• Team MMB

The Organic Way in a Complex Modernity:

Ordeals and dilemmas dominate the life of Assam farmers. They have immense capacity to endure hardships – natural and man-made. Their farming wisdom remains unchallenged despite technological advancements. As a sequel to the realization for a sound environment and food for all of us, efforts are now being made to find ecologically sound, economically viable and technologically improved methods of agricultural farming. The demand of organic food is increasing in Assam as the consumers are becoming more conscious of food quality, health and environment.




Organic agriculture in the process has come out to be the viable alternative to address the issues thrown up as the after effects of chemical rich agriculture practiced since 1960. There is a lot of debate between the proponents of organic farming and sections of the community who questioned the scientific validity and feasibility of organic farming particularly in developing countries – with opinions often polarizing between genetic engineering and organic agriculture based solutions. With organic products gaining popularity worldwide in the wake of humanity’s devastating experiences with chemical farming, Assam is readying itself for the next phase of the green revolution “organic farming”. The land of monsoons and evergreen forests is rediscovering its ancient farming practices along with many nations which are committed to socially responsible, ecologically friendly and economically self-sustainable development. Though Assam and the North East are mostly organic by default – according to government figures, of the net cultivated area of 4.3 million hectares, around 30.92 lakh hectares have never seen the use of chemical or inorganic fertilizers – conscious organic farming has suddenly picked up across Assam, especially among those cultivating ginger, turmeric, oranges, black pepper and pineapples. Farmers living in pockets of hilly tracks, untainted by pollutants and away from the hazards of modernity are now tapping into ancient secrets of sustainable farming. They are rediscovering the benefits of traditional and holistic farming that maintain soil health and biodiversity.


Assam’s potential for organic farming is truly enormous.


That Assam is “naturally organic by default” can be gauged from the extremely low consumption of fertilizer in the region. While the Indian average is currently around 106 kg of chemical fertilizer, Assam has been using 56 kg of chemical fertilizer per hectare on an average. Again, the state uses 40.46 grams of chemical pesticides per hectare against the all-India average of 0.448 kg. Farmers in these areas often use organic manure as a source of nutrients that are readily available either in their own farm or in their locality. With the sizable acreage under naturally organic/default organic cultivation, Assam has tremendous potential to grow crops organically and emerge as a main supplier of organic products in the world’s organic market. The need is for putting up a clear strategy on organic farming and its link with the markets. While the government still puts up a paltry amount of money in organic farming, intensive agriculture receives massive subsidies to pollute the environment. It is the author’s opinion that the solution has been with us for a long time– get back to farming, real farming – organic farming!
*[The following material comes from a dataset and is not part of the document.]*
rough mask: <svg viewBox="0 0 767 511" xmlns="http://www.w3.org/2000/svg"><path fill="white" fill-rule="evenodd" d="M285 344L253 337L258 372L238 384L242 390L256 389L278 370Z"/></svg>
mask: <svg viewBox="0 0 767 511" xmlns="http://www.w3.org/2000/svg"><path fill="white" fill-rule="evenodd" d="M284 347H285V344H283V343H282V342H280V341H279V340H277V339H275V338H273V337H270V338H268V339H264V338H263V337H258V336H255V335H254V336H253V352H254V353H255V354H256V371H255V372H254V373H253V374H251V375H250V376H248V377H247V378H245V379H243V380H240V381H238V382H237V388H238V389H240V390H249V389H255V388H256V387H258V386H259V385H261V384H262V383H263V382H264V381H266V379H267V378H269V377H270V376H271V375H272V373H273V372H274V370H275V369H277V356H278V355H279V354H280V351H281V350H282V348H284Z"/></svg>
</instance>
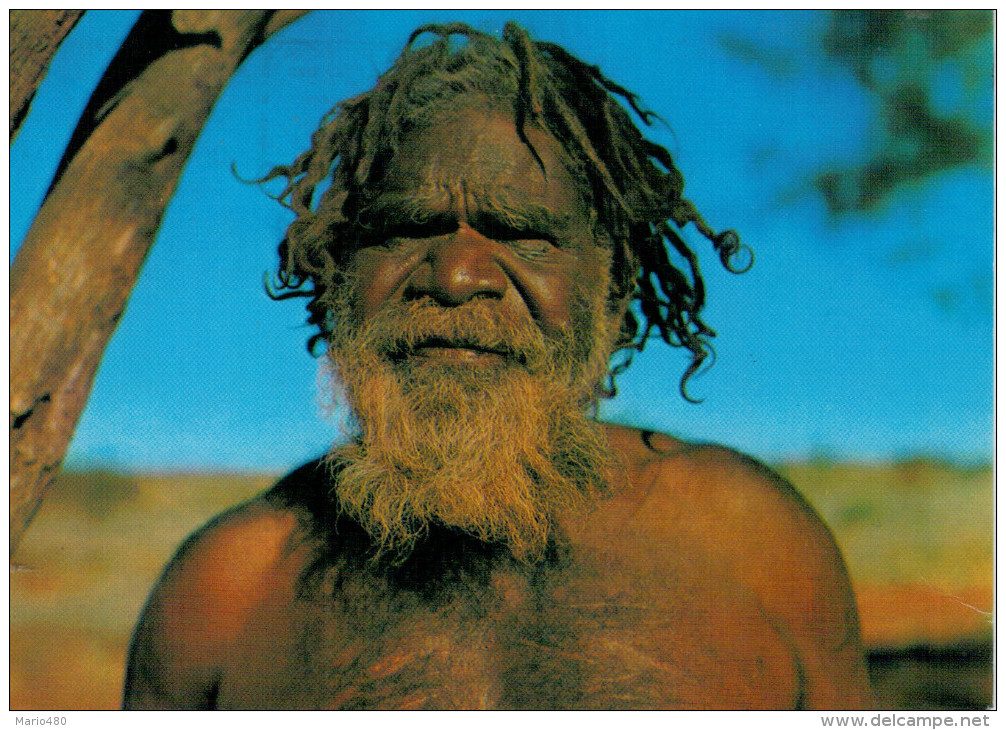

We can live more healthily, enhance our environment, reinvigorate the countryside by increasing employment and produce the food we need, at better quality, by working with nature. If we simply like the idea of our children and grand children being able to visit the countryside and play in the forests and fields just like our ancestors did, we should go organic for the sake of all of our futures.




Assam, under the leadership of Chief Minister Sarbananda Sonowal is capitalising on a 90 billion USD indsutry, it is embracing organic farming in a big way with the help of the central government.

In a historic move, two companies, to promoteorganic cultivation in Assam’s hilly Karbi Anglong district have been launched recently. The main aim of the companies is to help tribal people belonging to the Karbi tribe realize better returns from their land. This initiative is designed to promote organic cultivation of turmeric, ginger and chilli in the district on a large-scale and also to promote processing and export. The State Agricultural Department initiated a pilot scheme jointly with the Government of India in 2004 for organic farming in the districts of Udalguri, Sonitpur and North Lakhimpur covering an area of 91 hectares and involving 154 farmers.

No agriculture can continue to feed a growing population if it depletes or fouls up its resource base. The path undertaken by conventional agriculture is ultimately a dead end in this regard, though there is an almost mystical faith that genetic engineering and other complex technologies will always triumph. Agriculture needs to be sustainable. Assam is steadily making a rapid shift towards organic farming, the cost in terms of environmental degradation and health costs arising from agriculture could rise sharply. Organic farming is therefore, a welcome alternative from three angles, i.e., saving in finance draining by small farmers, eco-friendly and helps in improvement of soil fertility and will facilitate the government on trimming gradually the subsidy on fertilizers.


The environmental sustainable advances in the productivity and profitability of organic production system will help to generate both livelihood and income.


Whatever be the reasons, it appears as a welcome step that would help benefit farmers by increasing their earnings from the same land holdings while cutting down on the cost of pesticides and chemicals. However there are a few hurdles that have to be surmounted. It is important for the government to first carry out a study to ensure how best farmers can make a transition from today’s farming practice to the organic mode because the shift would have to be carried out without any gap in farming activities.